In a paper published Friday, Bernanke suggested that the central bank post a quarterly report giving its assessment of the economy and a forecast of how it will evolve. The document would give a clearer understanding of how the Fed is making decisions and what to expect going forward, Bernanke said.
Over decades, the Fed has gradually moved toward more transparency, a departure from the days when longtime Fed chair Alan Greenspan cultivated an air of mystery around how the central bank was steering the economy. That trend sped up under Bernanke’s tenure as Fed chair between 2006 and 2014, including with the introduction of the Fed’s official 2% inflation target and Bernanke’s regular press conferences.
On Friday, Bernanke suggested the Fed should go further yet by adding the economic report to its regular publications. Chair Jerome Powell and other Fed officials heard Bernanke outline his proposal at a Washington, D.C., research conference as part of the central bank’s regular five-year review of how it operates.

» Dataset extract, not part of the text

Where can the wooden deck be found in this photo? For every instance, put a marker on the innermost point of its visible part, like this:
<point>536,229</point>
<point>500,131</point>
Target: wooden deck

Adding the new document would put the Fed in line with other big central banks, Bernanke said.
“We wouldn’t have to invent these things from scratch,” Bernanke said.
Today’s Fed already shares its economic views through its policymakers’ speeches and press conferences, including Powell’s media briefings after each interest-rate decision. Several times a year, the Fed also posts a “dot plot” that shows anonymously how each Fed official expects inflation, unemployment, economic growth and interest rates to evolve in the years ahead.
Those tools are useful but aren’t clear enough on their own, Bernanke said. He argued that a comprehensive economic-outlook report would give the public a firmer understanding of the Fed’s policy planning and its assumptions.
In particular, an economic report could help the Fed communicate with more nuance about how it would respond in different scenarios, Bernanke said. For example, as inflation was heating up during 2021, the report would have given the Fed a place to explain how it would respond if inflation continued to accelerate. That could have given the public more advance notice of the steep interest-rate increases that followed in 2022.
Bernanke suggested that the report be prepared by the staff economists of the Fed’s Washington-based board of governors, with input from policymakers.
Bernanke’s paper was one of six that Fed officials were expected to consider over the two-day conference. Previous sessions covered topics ranging from how the Fed should judge the strength of the labor market to how it should think about the inflation that consumers and investors expect in the future.
Powell has indicated the five-year review is likely to walk back changes from the last such review, in 2020, when the central bank decided to let inflation catch up to trend by allowing it to run above target. Critics have argued that the decision helped set the stage for the steep inflation that followed in the early 2020s.
The Fed expects to wrap up the framework review in August or September.